Recently the Greens have been advocating for feed-in tariffs - a statuary minimum price electricity retailers must pay generators - as a policy for promoting renewable energy. For those wondering about the policy justification, Jerome has a fantastic post at European Tribune which lays it out. While he's talking about wind power, the same framework can be used to justify a feed-in-tariff regime for any form of renewable energy with high fixed and low marginal costs. Such technologies have two important features:
The latter means that a renewables subsidy or feed-in tariff regime can effectively pay for itself by producing lower overall electricity prices - something which has already happened in Denmark (obviously, this requires the subsidy or feed-in regime to be set at the right level).
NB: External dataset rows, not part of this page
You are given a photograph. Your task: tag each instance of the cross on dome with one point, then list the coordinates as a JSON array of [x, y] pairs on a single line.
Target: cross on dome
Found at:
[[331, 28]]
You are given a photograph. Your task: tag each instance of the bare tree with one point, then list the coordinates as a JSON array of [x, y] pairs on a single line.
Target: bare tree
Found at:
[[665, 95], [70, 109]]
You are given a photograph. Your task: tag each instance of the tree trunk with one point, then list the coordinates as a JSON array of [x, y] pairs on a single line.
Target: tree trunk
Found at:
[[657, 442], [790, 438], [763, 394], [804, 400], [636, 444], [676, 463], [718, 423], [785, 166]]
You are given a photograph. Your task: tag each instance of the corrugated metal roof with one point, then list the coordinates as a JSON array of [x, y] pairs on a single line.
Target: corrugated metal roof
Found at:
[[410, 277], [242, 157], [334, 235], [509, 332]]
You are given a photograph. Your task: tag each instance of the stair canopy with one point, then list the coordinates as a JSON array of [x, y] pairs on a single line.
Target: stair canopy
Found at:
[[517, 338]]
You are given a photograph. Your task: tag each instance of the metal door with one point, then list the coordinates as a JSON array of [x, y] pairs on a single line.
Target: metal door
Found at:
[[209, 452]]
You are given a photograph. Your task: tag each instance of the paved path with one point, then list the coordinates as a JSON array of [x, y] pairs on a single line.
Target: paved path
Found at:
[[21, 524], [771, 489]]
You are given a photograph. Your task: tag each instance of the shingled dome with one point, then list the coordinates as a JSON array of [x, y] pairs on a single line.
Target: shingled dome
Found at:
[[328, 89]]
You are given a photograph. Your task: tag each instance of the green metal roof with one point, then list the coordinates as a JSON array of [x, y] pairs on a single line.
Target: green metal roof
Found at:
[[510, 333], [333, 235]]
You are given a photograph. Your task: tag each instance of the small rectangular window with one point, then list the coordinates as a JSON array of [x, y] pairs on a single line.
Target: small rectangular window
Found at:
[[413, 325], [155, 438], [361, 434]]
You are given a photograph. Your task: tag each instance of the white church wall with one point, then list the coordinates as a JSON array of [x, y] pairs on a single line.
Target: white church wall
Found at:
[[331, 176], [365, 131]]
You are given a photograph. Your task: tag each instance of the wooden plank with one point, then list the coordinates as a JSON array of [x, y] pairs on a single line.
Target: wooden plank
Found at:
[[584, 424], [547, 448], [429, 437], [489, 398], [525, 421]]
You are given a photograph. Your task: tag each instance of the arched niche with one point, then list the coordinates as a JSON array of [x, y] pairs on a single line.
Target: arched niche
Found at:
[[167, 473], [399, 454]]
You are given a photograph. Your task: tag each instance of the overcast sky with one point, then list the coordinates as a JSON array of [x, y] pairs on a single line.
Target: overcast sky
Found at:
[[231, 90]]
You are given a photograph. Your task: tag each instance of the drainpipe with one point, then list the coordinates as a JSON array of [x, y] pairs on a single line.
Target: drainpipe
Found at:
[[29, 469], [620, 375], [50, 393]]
- the cost of wind power is essentially set at the time of construction, when the parameters of the financing of the initial investment are agreed, in the form of debt service plus a set return, over an agreed period of time, typically 15-20 years. That cost is fixed and will not vary in accordance with the price at which electricity is actually sold.
- once installed, wind power will always be dispatched - with its negligible marginal cost of production, it will always be cheaper than alternatives, and the only reason not to take such free power will be technical constraints from the network (which I'll discuss later). When dispatched, wind power will move the dispatch curve, and ensure that the marginal cost of production required at that point ot satisfy demand will be lower than if wind power were not available - ie wind power displaces the most expensive power source that would have been needed otherwise, typically a gas-fired plant.
Of course, appropriate policy depends on local conditions, and simply because feed-in tariffs work in Europe doesn't mean they're appropriate here. With wind especially our conditions are very different: our wind resource is much stronger, producing capacity factors Europeans can merely dream about, while our gas market is isolated, meaning the local shortage will keep prices high. Add in a price on carbon (not actually implemented yet, but the electricity generators consider it certain enough), and the net result is that wind doesn't actually need any support - it's perfectly competitive in the New Zealand market. Whether its competitive enough depends on your goals, but ATM it looks like the market will easily meet the government's proposed 90% renewable energy target with no further intervention necessary.
What's true for wind however may not be true for other forms of renewables, such as solar or wave power. These technologies are still in their infancy, and so may need assistance if they are to become widespread. The question we should be asking ourselves is whether these are good technologies to use in New Zealand. With wave power, the answer at this stage appears to be "yes" - there's obvious potential there for large-scale generation, and so we want to move it rapidly from research installations to commercial uptake (though currently we need to focus on getting it to the research stage here, so we can gather data on how wave-power units perform in NZ conditions). With solar, I'm not so sure. Yes, it has its uses for remote sites and off-grid installations, but our latitude means we're not prime solar generating territory, and in terms of ordinary domestic use, you can generate that carbon-free energy a lot cheaper with a wind turbine somewhere than by putting solar panels on the roofs of people's houses. Solar prices are expected to drop as the technology matures, so its worth continuing to look at this (while keeping in mind the advantages of distributed generation). But ATM, I'd say it's not worth following South Australia and offering a feed-in tariff for solar. However, if prices continue to drop (and the hype of US$1 / Watt comes true) it might be in a few years.